Three Best Practices for Stronger and More Resilient Referral Relationships
Between COVID disruptions, increased competition and more general noise in the marketplace, providers are becoming increasingly open to best practices from the Fortune 500 world, including techniques for key account management.
Here are three best practices from my days in Corporate America that are helping providers build stronger and more resilient referral relationships. Hint: none of these involve donuts or in-service sessions.
1. Know which referrers matter most to you and what matters most to them – Do not manage all referral relationships the same and do not assume what referrers want from you.
To start, assess the overall health of your referral relationships. We at Transcend built a scorecard to help you. Then, look at your referral data. Identify which referrers provide the most frequent and highest quality referrals. Interview those referrers, similar to voice of the customer research, to understand what about your service they value the most.
Field a market-level survey for broader insights that you can use to compare and contrast with this core interviewed group. Recently, we conducted two research studies on what physician office professionals and hospitalists want from senior care providers.
Use these insights to do a simple segmentation exercise so you can visualize the concentration of key themes. This exercise is particularly powerful when you do one version based on the data and another based on what your liaisons say.

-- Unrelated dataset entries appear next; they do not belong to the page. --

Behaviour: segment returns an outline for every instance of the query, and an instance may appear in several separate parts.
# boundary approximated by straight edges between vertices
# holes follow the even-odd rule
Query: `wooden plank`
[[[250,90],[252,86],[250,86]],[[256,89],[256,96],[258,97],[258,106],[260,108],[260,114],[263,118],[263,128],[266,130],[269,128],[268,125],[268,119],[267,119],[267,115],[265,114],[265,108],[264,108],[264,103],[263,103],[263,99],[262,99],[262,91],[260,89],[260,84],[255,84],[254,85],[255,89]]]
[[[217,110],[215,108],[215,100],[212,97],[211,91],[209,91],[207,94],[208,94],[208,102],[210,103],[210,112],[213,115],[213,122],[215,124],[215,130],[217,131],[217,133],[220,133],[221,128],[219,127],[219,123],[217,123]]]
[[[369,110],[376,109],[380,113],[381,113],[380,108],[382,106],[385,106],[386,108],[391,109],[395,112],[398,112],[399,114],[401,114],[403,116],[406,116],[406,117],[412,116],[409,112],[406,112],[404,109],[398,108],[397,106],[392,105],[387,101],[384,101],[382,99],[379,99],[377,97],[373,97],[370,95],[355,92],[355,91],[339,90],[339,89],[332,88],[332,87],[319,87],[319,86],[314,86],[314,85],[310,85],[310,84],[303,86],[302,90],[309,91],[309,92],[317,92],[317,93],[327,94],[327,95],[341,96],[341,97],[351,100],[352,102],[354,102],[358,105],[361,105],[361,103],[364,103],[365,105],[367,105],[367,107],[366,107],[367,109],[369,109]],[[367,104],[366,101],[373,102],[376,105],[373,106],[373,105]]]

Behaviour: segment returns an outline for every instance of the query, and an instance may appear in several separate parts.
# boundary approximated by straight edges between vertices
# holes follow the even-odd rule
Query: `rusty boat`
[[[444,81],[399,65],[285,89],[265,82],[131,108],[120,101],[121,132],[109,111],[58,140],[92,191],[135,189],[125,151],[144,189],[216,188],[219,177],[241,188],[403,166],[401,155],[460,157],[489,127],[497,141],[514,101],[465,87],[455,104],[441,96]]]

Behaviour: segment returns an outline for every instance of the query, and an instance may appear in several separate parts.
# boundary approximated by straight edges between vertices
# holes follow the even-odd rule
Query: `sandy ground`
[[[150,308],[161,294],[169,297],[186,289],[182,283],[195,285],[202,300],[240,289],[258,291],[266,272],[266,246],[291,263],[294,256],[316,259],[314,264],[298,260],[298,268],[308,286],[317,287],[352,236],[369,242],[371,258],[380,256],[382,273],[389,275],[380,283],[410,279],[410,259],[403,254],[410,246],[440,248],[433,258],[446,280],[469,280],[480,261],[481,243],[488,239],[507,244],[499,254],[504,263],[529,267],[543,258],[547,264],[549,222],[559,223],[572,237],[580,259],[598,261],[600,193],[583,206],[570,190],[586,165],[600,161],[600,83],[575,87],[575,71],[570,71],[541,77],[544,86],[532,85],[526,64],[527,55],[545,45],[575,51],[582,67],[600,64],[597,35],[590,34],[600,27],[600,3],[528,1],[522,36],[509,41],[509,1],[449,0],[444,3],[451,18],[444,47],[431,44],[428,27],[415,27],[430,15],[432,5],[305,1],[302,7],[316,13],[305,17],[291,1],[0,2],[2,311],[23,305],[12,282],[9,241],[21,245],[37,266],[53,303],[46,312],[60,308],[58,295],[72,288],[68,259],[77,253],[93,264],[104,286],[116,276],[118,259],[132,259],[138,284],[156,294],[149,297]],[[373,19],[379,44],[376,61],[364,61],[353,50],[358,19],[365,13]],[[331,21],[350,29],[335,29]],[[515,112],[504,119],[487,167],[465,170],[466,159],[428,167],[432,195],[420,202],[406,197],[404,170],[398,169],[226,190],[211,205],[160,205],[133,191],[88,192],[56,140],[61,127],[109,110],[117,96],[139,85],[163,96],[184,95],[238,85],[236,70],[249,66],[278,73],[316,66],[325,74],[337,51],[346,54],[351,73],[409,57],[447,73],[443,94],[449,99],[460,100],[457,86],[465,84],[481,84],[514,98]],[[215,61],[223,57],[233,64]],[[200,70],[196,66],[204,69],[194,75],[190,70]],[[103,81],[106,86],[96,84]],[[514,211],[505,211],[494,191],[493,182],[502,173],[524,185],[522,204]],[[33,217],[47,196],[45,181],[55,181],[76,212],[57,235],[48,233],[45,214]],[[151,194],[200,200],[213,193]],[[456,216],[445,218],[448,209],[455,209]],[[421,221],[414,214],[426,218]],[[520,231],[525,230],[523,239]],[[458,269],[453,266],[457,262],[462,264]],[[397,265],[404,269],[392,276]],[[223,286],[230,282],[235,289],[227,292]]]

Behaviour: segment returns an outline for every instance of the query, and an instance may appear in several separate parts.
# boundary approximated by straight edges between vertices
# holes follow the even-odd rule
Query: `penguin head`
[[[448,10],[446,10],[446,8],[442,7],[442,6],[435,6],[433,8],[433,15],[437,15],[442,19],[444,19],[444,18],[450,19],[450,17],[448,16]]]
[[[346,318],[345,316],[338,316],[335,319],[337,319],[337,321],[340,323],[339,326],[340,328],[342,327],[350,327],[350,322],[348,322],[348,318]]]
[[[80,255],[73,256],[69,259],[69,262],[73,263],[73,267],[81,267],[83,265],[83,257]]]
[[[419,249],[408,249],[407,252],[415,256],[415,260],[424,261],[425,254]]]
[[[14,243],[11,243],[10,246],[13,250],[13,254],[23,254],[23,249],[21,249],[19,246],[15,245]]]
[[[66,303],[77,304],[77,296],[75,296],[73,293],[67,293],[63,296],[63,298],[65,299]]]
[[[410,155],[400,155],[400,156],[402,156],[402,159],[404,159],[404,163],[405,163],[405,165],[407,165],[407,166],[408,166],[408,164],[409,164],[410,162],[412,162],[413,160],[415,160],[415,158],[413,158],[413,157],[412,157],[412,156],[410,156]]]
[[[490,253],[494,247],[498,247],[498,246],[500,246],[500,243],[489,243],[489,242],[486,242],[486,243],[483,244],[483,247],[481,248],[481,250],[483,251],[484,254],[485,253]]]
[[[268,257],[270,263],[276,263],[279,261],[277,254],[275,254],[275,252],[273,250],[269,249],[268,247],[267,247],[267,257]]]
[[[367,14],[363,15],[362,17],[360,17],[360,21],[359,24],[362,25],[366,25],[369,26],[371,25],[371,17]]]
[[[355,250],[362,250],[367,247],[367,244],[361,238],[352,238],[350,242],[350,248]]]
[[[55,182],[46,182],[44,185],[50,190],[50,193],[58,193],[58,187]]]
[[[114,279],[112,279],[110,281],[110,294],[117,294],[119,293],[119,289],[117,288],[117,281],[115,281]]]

2. Build a value proposition that is unique and meaningful from your market’s perspective, not yours – To start, update your market and competitive landscape assessment. Make sure you have a clear picture of the size of your addressable market, the number and type of players – including nontraditional forms of competition. Remember, a competitor is any resource referrers may choose instead of you, even if it’s a different type of service. Document how competitors are positioned and what they define as their value proposition for referral sources.
A visualization exercise could help you see if you’re truly and uniquely positioned or if you’re dittoing the competition with messages like “caring,” “serving,” “quality,” “focused on our community” and providing “holistic care.” An objective third party like Transcend can help you go further faster and with insights from across the country and the senior care continuum to inform a lasting and meaningful value proposition.
3. Manage your referral mix like an investment portfolio – Define your level of comfort with risk. Higher risk strategies mean going deeper with a few large referral sources. In low-risk portfolios, no one-source type should comprise much more than 25 percent of referrals.
Defining your risk tolerance defines where you should focus.
If a higher risk strategy is your preference or the best option for your particular market(s), focus on optimized systems, processes and technologies that make referring easy, expectations clear on both sides of the relationship, and other options less appealing. Also, make sure you’ve got relationships at multiple tiers within the organization and that you’re feeding these relationships data and insights that support your unique differentiators and value proposition. Account-based marketing combined with training for liaisons are the right one-two punch for this referrer mix strategy.
If you choose a lower risk strategy, make sure you’re adequately supporting family and self referrals, including offerings of robust family caregiver support. Typically, providers are way under-indexed on these referrals, yet they tend to be the easiest to increase. Update your messaging framework, because COVID has impacted what patients and families want, and step up your marketing efforts. And, make sure your intake and admissions teams are supported in handling the volume and guiding conversations to all of your service offerings or other partners.
I’m excited to see more providers embrace these best practices for building stronger, deeper and more mutually beneficial relationships with referral sources. There’s a movement afoot that has agencies relying less on the Silver Tsunami and more on unique, sustainable and constantly cultivated competitive advantage. These are the strategies that will help ensure the long-term viability of best-in-class senior care options, which is why we all do what we do.